Lindsey Vance carried medical debt for nearly half her life.
The 41-year-old Denver resident said her debt began stacking up when she was around 19, when she stopped being covered under her parents’ health insurance and turned to the emergency room for health care related to injuries and illnesses.
“If I made enough money at the time, I would have, of course, paid my bills. I couldn’t afford to go see a doctor, and I certainly couldn’t afford to pay the medical bills when they came,” she said. “So I was in a situation for a long time where I was accruing medical debt but not able to pay it off.”
That debt prevented her from having a car, apartment or credit card in her name for most of her adult life, because it appeared on her credit report and worked against her loan application.

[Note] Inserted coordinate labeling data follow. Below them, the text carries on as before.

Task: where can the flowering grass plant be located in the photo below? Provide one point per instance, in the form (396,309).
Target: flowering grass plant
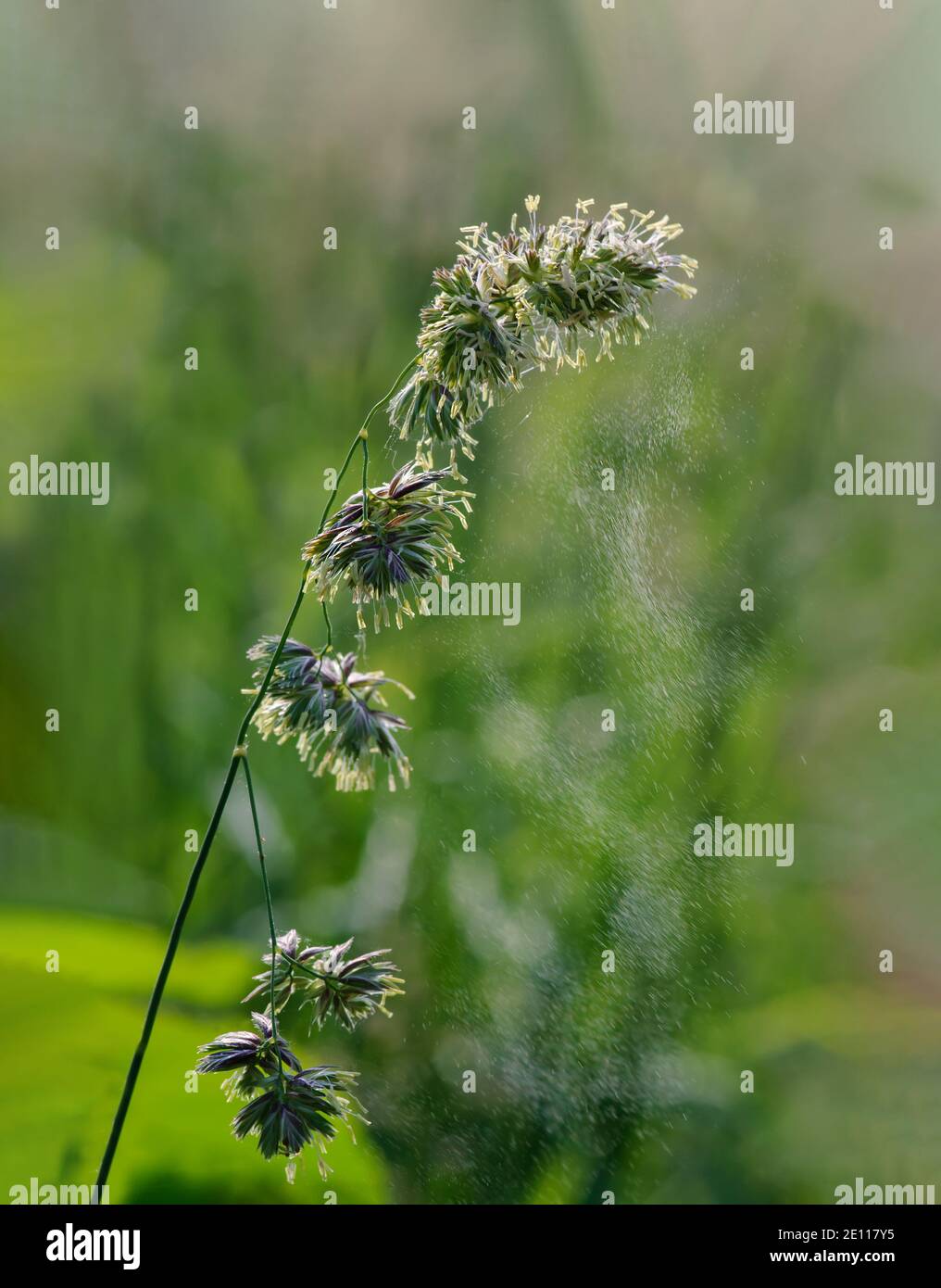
(538,297)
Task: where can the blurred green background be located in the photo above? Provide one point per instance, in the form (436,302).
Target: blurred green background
(586,1082)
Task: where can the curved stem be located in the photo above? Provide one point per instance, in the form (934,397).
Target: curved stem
(238,753)
(366,476)
(270,912)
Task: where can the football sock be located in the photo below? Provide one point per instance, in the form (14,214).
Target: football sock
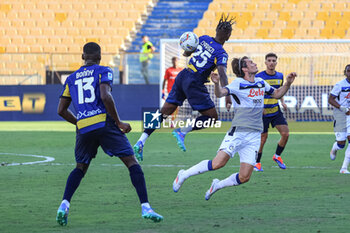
(279,150)
(143,138)
(72,184)
(337,146)
(259,157)
(346,158)
(138,180)
(146,204)
(186,130)
(150,131)
(232,180)
(202,119)
(201,167)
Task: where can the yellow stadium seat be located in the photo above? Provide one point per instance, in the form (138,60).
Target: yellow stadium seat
(276,6)
(284,15)
(322,15)
(327,6)
(305,24)
(275,33)
(262,33)
(335,15)
(300,33)
(318,24)
(326,33)
(339,33)
(309,15)
(293,24)
(266,24)
(287,33)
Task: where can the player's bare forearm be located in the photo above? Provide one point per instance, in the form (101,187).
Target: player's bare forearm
(223,76)
(64,112)
(279,93)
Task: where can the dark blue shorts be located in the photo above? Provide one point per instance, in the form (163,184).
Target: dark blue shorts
(189,86)
(109,137)
(274,120)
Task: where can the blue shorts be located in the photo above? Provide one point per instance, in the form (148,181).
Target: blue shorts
(274,120)
(189,86)
(109,137)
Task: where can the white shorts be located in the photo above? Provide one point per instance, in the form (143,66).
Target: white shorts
(245,142)
(342,132)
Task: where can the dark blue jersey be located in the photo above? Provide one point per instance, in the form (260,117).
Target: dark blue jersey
(271,104)
(208,55)
(83,87)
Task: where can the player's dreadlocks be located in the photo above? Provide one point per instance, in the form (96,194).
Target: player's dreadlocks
(226,23)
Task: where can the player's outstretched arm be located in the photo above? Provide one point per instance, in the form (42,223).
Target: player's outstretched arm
(108,101)
(279,93)
(218,90)
(334,103)
(64,112)
(224,82)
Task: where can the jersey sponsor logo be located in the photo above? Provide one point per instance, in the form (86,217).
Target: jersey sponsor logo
(255,93)
(88,113)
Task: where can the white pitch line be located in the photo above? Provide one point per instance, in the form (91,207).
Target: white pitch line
(179,165)
(47,159)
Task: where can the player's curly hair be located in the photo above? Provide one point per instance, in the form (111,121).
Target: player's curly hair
(226,23)
(237,65)
(348,65)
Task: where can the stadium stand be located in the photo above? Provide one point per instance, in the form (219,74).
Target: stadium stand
(57,29)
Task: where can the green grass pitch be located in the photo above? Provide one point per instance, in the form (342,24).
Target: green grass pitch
(309,196)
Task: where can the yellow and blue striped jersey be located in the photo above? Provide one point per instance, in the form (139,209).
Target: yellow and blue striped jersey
(83,88)
(271,105)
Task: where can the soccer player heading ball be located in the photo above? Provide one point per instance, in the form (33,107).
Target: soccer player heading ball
(339,99)
(98,124)
(245,134)
(189,83)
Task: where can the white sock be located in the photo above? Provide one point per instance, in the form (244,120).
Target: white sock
(346,158)
(65,202)
(186,130)
(336,147)
(197,169)
(146,204)
(143,138)
(229,181)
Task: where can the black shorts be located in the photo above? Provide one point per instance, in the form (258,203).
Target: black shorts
(109,137)
(274,120)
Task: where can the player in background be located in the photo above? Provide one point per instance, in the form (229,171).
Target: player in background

The family’s cars are in her husband’s name, and her in-laws co-signed on their Colorado apartment.
She is now both insured and in a better situation financially and was able to get her very first credit card a few months ago.
“But my credit has been absolutely terrible my entire adult life because of the medical debt,” she said.
A recently-enacted law aims to help the estimated 700,000 Coloradans like Vance with medical debt by removing it from consumer credit reports. The law is one of several policies Colorado lawmakers have advanced in recent years to lessen the burden of medical debt. Another recent law caps the allowable interest on the debt to 3% and aims to ensure transparency with consumers. In conjunction with the state’s Hospital Discounted Care program, created in 2021 for uninsured and low-income patients, and other debt-related laws, experts say that Colorado is a leader among states when it comes to medical debt protection policies.
“Colorado is definitely at the forefront, especially with the recently enacted legislation,” said Maanasa Kona, an assistant research professor at Georgetown University’s Center on Health Insurance Reforms and author of a Commonwealth Fund report comparing states’ medical debt policies.